The Three Forks region became known as one of the most dangerous places in the beaver country. All the Upper Missouri River, from the Yellowstone River on, was dangerous by reason of the widely roaming Blackfeet.
Of course, the American trapper and trader did not stay away, on this account. Manuel Lisa and others had formed the Missouri Fur Company, in 1809. In 1822 the Rocky Mountain Fur Company was organized, at St. Louis, and advertised for "one hundred young men to ascend the Missouri River to its source, there to be employed for one, two, or three years," trapping.
It proved to be a famous company. It had on its rolls Jim Bridger, Kit Carson, Jedediah Smith the Knight in Buckskin, the Sublette brothers, Jim Beckwourth the French mulatto who lived with the Crows as chief, and scores of others, mainly young men, genuine Americans of both French and Anglo-Saxon blood. Its career did not cease until the summer of 1834.
The two men who organized the company were General William Henry Ashley of the Missouri militia, and first lieutenant-governor of the State; and Major Andrew Henry who had helped to found the Missouri Fur Company and now was mining for lead in Washington County southwest of St. Louis.
Major Henry already had served in the Blackfeet country. He was there at the Three Forks in the spring of 1810, when five trappers had been killed or captured and John Colter had decided to pull out. Next, George Drouillard, who had been a hunter with the Lewis and Clark party (another of John Colter's old companions), and whose father Pierre Drouillard had rescued Simon Kenton from the Shawnees, was killed while fighting bravely. Finally the Blackfeet had driven all the trappers from that region. Major Henry led his remaining men west across the mountains, to the Snake River in Idaho. There on Henry Fork he built a trading-post. It was the first American post west of the Rocky Mountains.
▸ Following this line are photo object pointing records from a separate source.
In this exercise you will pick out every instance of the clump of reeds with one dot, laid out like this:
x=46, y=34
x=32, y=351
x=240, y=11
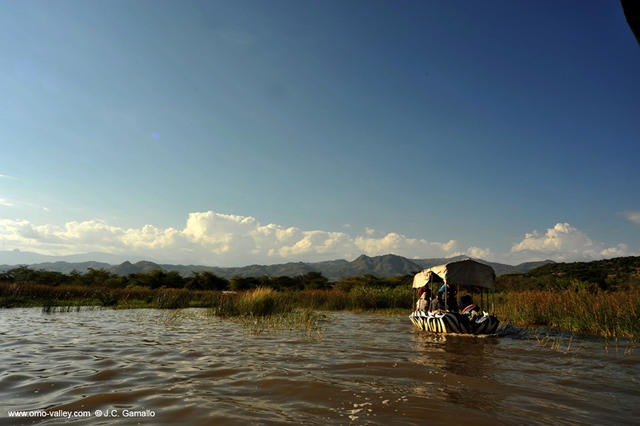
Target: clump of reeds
x=171, y=299
x=607, y=314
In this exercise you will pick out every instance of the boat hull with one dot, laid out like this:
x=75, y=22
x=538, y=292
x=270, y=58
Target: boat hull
x=452, y=322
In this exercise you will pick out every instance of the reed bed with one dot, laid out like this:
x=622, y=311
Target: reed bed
x=607, y=314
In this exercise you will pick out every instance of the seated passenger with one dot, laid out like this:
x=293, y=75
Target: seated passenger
x=451, y=302
x=424, y=297
x=470, y=308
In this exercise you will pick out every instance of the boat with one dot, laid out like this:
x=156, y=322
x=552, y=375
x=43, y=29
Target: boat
x=468, y=274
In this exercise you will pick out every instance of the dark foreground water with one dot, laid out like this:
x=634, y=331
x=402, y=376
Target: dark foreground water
x=186, y=367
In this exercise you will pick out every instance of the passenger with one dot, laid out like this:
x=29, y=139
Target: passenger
x=451, y=302
x=470, y=308
x=424, y=297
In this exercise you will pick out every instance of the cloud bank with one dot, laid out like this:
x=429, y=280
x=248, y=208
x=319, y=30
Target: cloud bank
x=212, y=238
x=564, y=242
x=633, y=216
x=218, y=239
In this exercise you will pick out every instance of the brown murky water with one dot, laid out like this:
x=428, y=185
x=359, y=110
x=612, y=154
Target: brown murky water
x=190, y=368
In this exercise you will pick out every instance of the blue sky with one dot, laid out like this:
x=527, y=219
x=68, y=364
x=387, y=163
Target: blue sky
x=230, y=133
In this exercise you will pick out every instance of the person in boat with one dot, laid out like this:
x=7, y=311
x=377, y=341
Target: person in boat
x=469, y=308
x=424, y=298
x=451, y=302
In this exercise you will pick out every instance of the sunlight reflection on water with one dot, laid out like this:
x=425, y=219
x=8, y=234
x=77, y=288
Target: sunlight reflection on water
x=365, y=368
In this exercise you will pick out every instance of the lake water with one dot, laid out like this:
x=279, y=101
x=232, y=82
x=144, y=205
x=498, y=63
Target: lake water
x=187, y=367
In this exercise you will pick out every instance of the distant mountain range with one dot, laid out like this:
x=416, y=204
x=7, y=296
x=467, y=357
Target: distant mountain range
x=388, y=265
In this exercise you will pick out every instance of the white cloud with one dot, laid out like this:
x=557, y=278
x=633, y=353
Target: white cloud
x=564, y=242
x=211, y=238
x=633, y=216
x=479, y=253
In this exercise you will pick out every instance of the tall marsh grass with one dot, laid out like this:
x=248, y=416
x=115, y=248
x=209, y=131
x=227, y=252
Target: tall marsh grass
x=607, y=314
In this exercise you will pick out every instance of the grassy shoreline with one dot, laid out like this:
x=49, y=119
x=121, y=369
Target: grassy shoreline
x=600, y=313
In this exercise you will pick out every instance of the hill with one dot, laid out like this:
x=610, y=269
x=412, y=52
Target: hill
x=388, y=265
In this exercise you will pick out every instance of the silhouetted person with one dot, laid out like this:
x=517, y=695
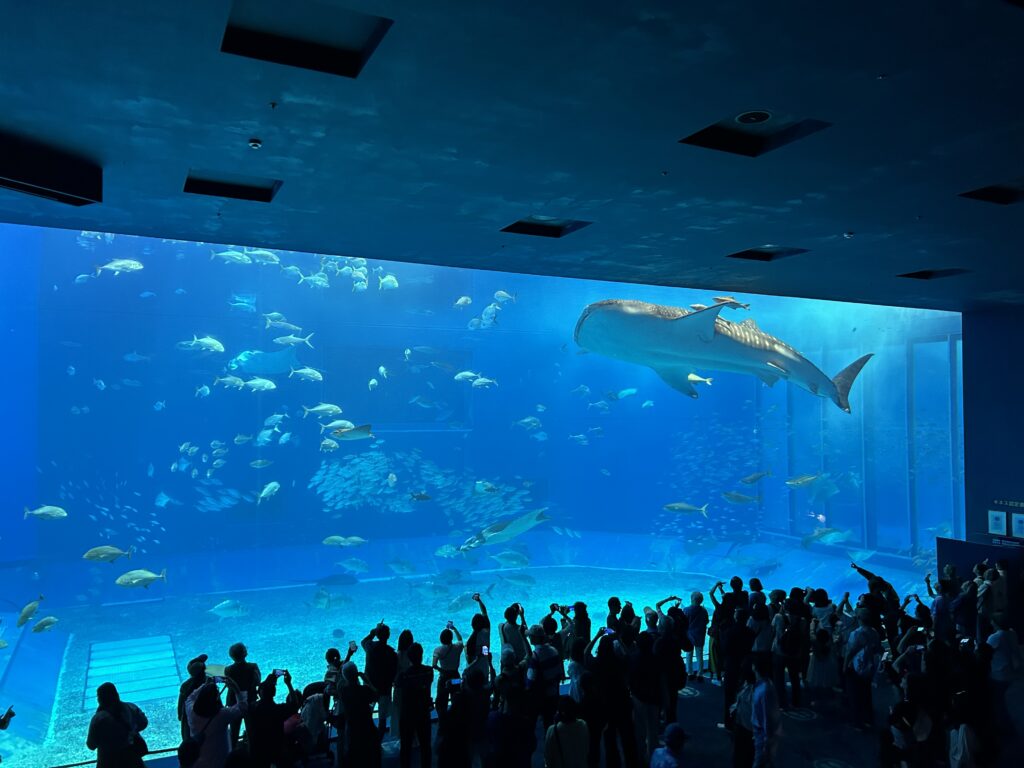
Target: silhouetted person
x=614, y=608
x=608, y=669
x=266, y=722
x=788, y=631
x=210, y=722
x=765, y=717
x=645, y=685
x=246, y=676
x=566, y=743
x=445, y=663
x=381, y=668
x=544, y=673
x=416, y=705
x=862, y=652
x=406, y=639
x=513, y=633
x=197, y=679
x=671, y=756
x=363, y=743
x=114, y=730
Major Henry returned to St. Louis in 1811. He had met with bad luck in the fur-hunt business, so he went into mining. But the beaver country kept calling to him. He was not yet beaten by the Indians, the snows, the freshets and the hunger.
Therefore in 1822 he started again, for the mouth of the Yellowstone and the Great Falls of the Missouri, farther up. The Assiniboines stole all his horses. He stayed at the mouth of the Yellowstone until he had traded for more, from the Crows; went on to the Great Falls—and the Blackfeet again smashed him and sent him back down-river, minus four good men.
General Ashley was to follow him, with reinforcements of another one hundred young men. He was met by a courier from his partner, asking for horses, horses, horses. He stopped to trade with the Arikaras, in present South Dakota; they suddenly attacked him, rolled him up, and stopped him completely.
He had to drop back, fortify, and call for volunteers to take word to Major Henry that nothing could be done this season until the way had been opened. Jedediah Smith, aged twenty-five, stepped forward. He was of New York State, and had been in the West only two years; had never been farther from St. Louis than this, into the Indian country. But his voice rang true; he wished to learn. General Ashley gave him a French-Canadian of St. Louis as a scout companion, and together they crossed the six hundred miles of vast lonely plains infested by the Arikaras and Sioux and Assiniboines, to Major Henry at the mouth of the Yellowstone.
Major Henry's party returned with them, to General Ashley at the mouth of the Cheyenne River in South Dakota. From the United States post at the Lewis and Clark's Council Bluffs, western Iowa of to-day, Lieutenant-Colonel Henry Leavenworth (Fort Leavenworth of Kansas is named for him) of the Sixth United States Infantry, hastened up with six companies of regulars, several cannon and three keel-boats. Joshua Pilcher, president of the Missouri Fur Company, joined him; General Ashley and Major Henry met him with other men; four or five hundred Sioux enlisted—the Sioux hated the Arikaras. And all together (except that the Sioux soon quit, disgusted with the way the white soldiers fought) they battered at the Arikara village from a distance until the enemy announced that it was time to make peace.